Patient groups can play an extremely important role in drug development in a number of areas. First, each clinician may only have one or two patients under their care, but an active patient group may know of other identified patients and can therefore be pivotal in ensuring patients who are suitable for a clinical trial can be referred to research centres to expedite rapid recruitment. Patients and patient groups can also enhance disease knowledge through pharmacogenomics and understanding the genetic basis of disease.

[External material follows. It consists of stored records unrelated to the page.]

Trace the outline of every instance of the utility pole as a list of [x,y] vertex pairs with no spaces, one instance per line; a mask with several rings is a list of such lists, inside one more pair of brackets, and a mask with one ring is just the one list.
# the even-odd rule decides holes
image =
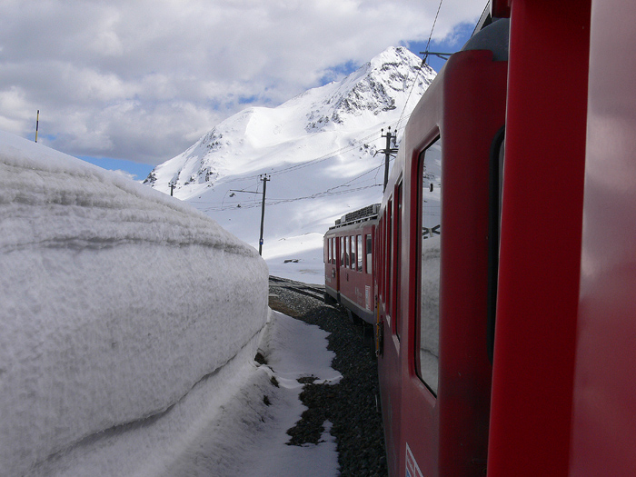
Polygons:
[[263,181],[263,204],[261,204],[261,237],[258,239],[258,254],[263,256],[263,228],[265,224],[265,190],[267,189],[267,181],[271,181],[266,174],[259,176]]
[[379,153],[383,153],[384,154],[384,186],[383,187],[383,192],[386,190],[386,184],[389,183],[389,160],[391,159],[391,155],[397,153],[397,148],[392,148],[391,147],[391,140],[393,140],[393,145],[395,145],[395,140],[397,139],[397,133],[394,134],[391,134],[391,127],[389,127],[388,132],[386,134],[383,134],[384,129],[380,130],[380,134],[382,134],[382,137],[386,137],[386,148],[381,149],[378,151]]
[[[266,174],[262,174],[258,176],[261,181],[263,181],[263,203],[261,204],[261,236],[258,239],[258,254],[263,256],[263,229],[265,224],[265,191],[267,190],[267,182],[271,181],[270,175]],[[239,191],[236,189],[230,189],[230,192],[244,192],[247,194],[258,194],[254,191]],[[232,194],[234,195],[234,194]],[[232,196],[231,195],[231,196]],[[239,205],[240,207],[241,205]]]

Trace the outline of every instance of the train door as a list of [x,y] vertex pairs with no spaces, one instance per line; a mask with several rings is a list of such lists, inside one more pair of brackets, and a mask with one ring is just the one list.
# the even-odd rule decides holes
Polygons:
[[[383,390],[382,405],[384,419],[384,437],[387,441],[389,472],[397,475],[401,425],[400,338],[396,329],[395,300],[397,294],[395,199],[391,197],[383,217],[383,257],[379,270],[382,274],[380,319],[382,322],[383,353],[378,359],[378,374]],[[391,455],[393,453],[393,455]],[[392,469],[391,466],[393,466]]]
[[420,135],[405,144],[395,475],[486,469],[489,169],[507,72],[492,58],[482,50],[453,55],[407,126],[407,135],[415,126]]

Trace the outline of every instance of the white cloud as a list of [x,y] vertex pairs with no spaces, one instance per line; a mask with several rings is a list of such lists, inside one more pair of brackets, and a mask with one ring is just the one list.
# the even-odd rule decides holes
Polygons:
[[[159,164],[217,122],[428,38],[433,0],[2,1],[0,127],[64,152]],[[436,38],[485,0],[446,0]]]

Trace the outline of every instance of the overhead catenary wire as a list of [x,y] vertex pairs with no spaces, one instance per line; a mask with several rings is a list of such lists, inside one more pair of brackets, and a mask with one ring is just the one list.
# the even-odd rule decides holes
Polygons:
[[[408,105],[409,100],[411,99],[411,94],[413,91],[413,88],[415,87],[415,84],[417,84],[418,78],[420,77],[420,72],[422,72],[422,68],[426,65],[426,60],[428,58],[429,45],[431,45],[431,38],[432,37],[432,31],[434,30],[435,24],[437,23],[437,17],[440,15],[440,9],[442,8],[442,2],[443,2],[443,0],[440,0],[440,5],[438,5],[437,13],[435,14],[435,19],[433,20],[432,26],[431,27],[431,34],[429,35],[428,42],[426,42],[426,54],[424,55],[424,58],[422,60],[422,64],[420,65],[420,68],[418,69],[417,75],[415,75],[415,79],[413,80],[413,84],[411,84],[411,90],[409,91],[409,95],[406,97],[406,102],[404,103],[404,106],[402,108],[402,114],[400,114],[400,119],[398,119],[398,122],[395,125],[396,131],[398,129],[398,126],[400,125],[400,123],[402,120],[402,116],[404,115],[404,111],[406,111],[406,106]],[[397,134],[396,134],[395,138],[397,141]]]

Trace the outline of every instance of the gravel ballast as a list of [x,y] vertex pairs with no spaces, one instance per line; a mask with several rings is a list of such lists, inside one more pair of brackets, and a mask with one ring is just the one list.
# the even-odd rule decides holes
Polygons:
[[328,420],[338,447],[340,475],[387,475],[371,327],[365,331],[352,323],[343,308],[279,283],[270,283],[270,307],[330,333],[327,348],[335,353],[332,367],[343,375],[337,384],[314,384],[311,376],[299,380],[304,383],[300,397],[308,409],[287,432],[289,443],[317,443]]

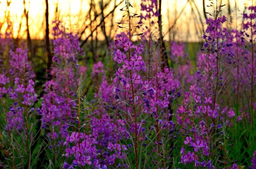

Rare Disease Day 2017 will in fact recognise the crucial role that patients play in research, acknowledging that patients are true partners from the beginning to the end of the research process. For pharma companies, as long as these partnerships are truly transparent, there should not be any cause for concern over potential breaches in compliance. Rare Disease Day 2017 will occur on 28 February 2017, and will be the tenth international Rare Disease Day coordinated by Eurordis (European Organisation for Rare Diseases).

From innovation to access

Once a drug for a rare disease is developed and subsequently approved by regulatory authorities, the challenges don’t stop there.  Considerable work is needed with governments and reimbursement bodies around the world to ensure that patients have access to these new therapies. Whilst the regulatory processes have been largely centralised and harmonised, the same cannot be said for reimbursement. There are lengthy country-by-country pricing and reimbursement requirements before patients can have access to a therapy. Traditional cost-effectiveness evaluations are not designed to effectively or fairly assess the value of a given therapy for a rare or ultra-rare disease. This is driven not only by the small size of the patient populations, but also the general lack of recognised or measurable health utilities for rare and ultra-rare diseases, as well as a lack of alternative therapies upon which to base any comparative cost evaluation. 

The weight of evidence required by the regulatory authorities may also be very different from the weight of evidence required by the reimbursement authorities. With rare diseases, regulatory authorities recognise the serious unmet medical need and may grant accelerated approval or conditional approval, knowing that additional efficacy and safety data will be forthcoming. However, the evidence required for reimbursement may not be sufficient and does not allow for additional clinical data to be submitted during the review process, except in exceptional circumstances. This is a fundamental disconnect.

In the UK, NICE established the Highly Specialised Technology (HST) programme, providing a distinct pathway for the appraisal of medicines for very rare diseases, recognising the unique challenges of evaluating these medicines and the diseases they treat. The programme has gone some way to addressing the challenges, but each rare disease needs to be assessed on its own merits and a ‘one size fits all’ process may not be appropriate given the wide variation in each rare disease. NICE and NHS England are subsequently consulting on revising the methodology for evaluating HSTs for rare diseases.

Overall, more needs to be done to find innovative ways to assess treatments for such small patient populations. Disease awareness campaigns and patient group initiatives play an important role but ultimately, decision makers need to recognise the significance of these challenges and the need for innovative solutions, across the spectrum from disease diagnosis, through drug development, reimbursement and adoption of a new drug on to a hospital formulary, to ultimately reach the patient.

Dr Emma Harvey

Emma Harvey is a specialist pharmaceutical physician. She studied medicine at University College and the Middlesex School of Medicine. After obtaining Membership of the Royal College of Physicians, she joined the pharmaceutical industry. She has worked in a number of different pharmaceutical companies in national, European and International functions. She completed post-graduate medical training in Pharmaceutical Medicine, receiving a Diploma of Pharmaceutical Medicine and entered the Specialist Register at the General Medical Council (GMC). She is a Fellow of the Faculty of Pharmaceutical Medicine.